Civil unions will work in Hawaii, as elsewhere
THIS session the Legislature has the opportunity to enact a bill recognizing civil unions in Hawaii. There are many reasons this should be done now.
To look at the history of the issue, it was determined more than 10 years ago that same-sex couples exist in Hawaii; same-sex couples have families, including children; same-sex parents do at least as well as conventional parents in raising families; the state of Hawaii has no overriding interest in denying rights to same-sex couples; the Legislature can limit marriage specifically by enacted law (decided by 30 percent of registered voters in a constitutional amendment); and that the state has the responsibility to provide equal rights to same-sex couples. These things already have been determined.
The Legislature set up reciprocal beneficiary as a tentative step to respond to the courts. RB however, does not address the rights and responsibilities that same-sex couples should be provided by law and does nothing to provide for protection of families. RB also is open to relatives, such as an auntie and niece, or grandmother and grandson, to provide for certain situations of interdependence.
Civil unions would not be open to relatives. Any legally recognized union must also provide for dissolution of the union, similar to divorce, to fully protect both partners to the union and the children of that union. This is something that RB cannot and was never intended to do.
California, Vermont, Maine, Connecticut, New Jersey, Massachusetts, New Hampshire and other parts of the country have already handled this issue. Rhode Island is in the final steps. Great Britain, Spain, the Netherlands, Belgium, Canada, South Africa, Norway, Sweden, Iceland, Luxemburg, Czech Republic, Slovenia, Switzerland, Israel, Colombia, Denmark, New Zealand, Germany, Andorra, France and others have established civil unions or even marriage on the civil level (churches not required to participate), with no negative developments as a result. In the United States, such action can be done only at the state level, and currently has no effect on the more than 1,000 identified rights and responsibilities at the federal level, but can affect the excess of 400 such rights at the state level.
In areas that have enacted such legislation, opposition to the concept largely disappeared within one year. And, as said by Jamie Raskin, a Maryland professor of constitutional law in response to Sen. Nancy Jacobs (R-Md.), "Senator, when you took your oath of office, you placed your hand on the Bible and swore to uphold the Constitution. You did not place your hand on the Constitution and swear to uphold the Bible."

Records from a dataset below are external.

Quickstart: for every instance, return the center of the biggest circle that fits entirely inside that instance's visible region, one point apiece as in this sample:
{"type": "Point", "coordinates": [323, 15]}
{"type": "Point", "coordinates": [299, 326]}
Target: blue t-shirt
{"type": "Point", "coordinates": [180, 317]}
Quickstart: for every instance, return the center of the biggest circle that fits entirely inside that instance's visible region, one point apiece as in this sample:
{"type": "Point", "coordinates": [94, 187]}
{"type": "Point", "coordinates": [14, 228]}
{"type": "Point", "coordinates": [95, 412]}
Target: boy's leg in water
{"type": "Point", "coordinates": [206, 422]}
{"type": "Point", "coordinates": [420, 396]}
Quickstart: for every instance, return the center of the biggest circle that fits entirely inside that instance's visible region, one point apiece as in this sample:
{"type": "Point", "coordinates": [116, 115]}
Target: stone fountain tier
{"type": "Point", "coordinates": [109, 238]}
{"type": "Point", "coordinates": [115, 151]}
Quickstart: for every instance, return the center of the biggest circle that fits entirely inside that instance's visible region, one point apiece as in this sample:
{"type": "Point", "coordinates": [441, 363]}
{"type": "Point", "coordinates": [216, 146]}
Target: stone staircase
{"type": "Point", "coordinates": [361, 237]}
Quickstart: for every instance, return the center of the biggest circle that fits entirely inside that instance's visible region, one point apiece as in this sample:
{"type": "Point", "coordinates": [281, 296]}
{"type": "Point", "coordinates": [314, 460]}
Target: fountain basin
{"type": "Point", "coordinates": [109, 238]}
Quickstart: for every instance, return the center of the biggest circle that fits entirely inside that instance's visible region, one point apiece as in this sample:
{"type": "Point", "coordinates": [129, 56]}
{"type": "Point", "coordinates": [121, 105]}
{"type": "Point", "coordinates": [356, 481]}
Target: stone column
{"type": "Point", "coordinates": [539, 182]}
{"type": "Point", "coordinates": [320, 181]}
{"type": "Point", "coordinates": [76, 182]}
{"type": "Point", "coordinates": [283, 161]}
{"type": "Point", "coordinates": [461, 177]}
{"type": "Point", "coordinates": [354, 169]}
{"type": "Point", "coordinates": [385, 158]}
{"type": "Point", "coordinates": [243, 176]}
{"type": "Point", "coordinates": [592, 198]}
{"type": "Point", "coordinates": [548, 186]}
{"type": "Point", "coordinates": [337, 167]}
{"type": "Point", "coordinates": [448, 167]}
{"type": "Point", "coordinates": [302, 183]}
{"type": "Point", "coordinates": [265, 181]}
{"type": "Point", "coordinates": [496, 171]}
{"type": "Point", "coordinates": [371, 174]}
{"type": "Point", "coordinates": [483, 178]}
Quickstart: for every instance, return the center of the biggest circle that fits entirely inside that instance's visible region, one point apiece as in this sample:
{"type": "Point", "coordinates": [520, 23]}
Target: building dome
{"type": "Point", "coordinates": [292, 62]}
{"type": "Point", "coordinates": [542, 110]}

Hawaii now has a unique opportunity. Debi Hartmann and Bill Woods-Bateman, who were opponents in the amendment fight in 1997 and 1998, are now working as allies to support the civil union bills in the Hawaii Legislature. Both of the major daily newspapers have endorsed the effort. The vast majority of both the House and the Senate have indicated their support. This is the year for action, when election campaigns are not in swing.
Bill and I have a home in upper Kalihi. We have both served on our neighborhood board (Bill as chairman for at least two terms) and are active in our community. As a parent of two sons, and eventually a grandfather, I want Hawaii to recognize our relationship now, for my family.
Lance Bateman lives in Kalihi.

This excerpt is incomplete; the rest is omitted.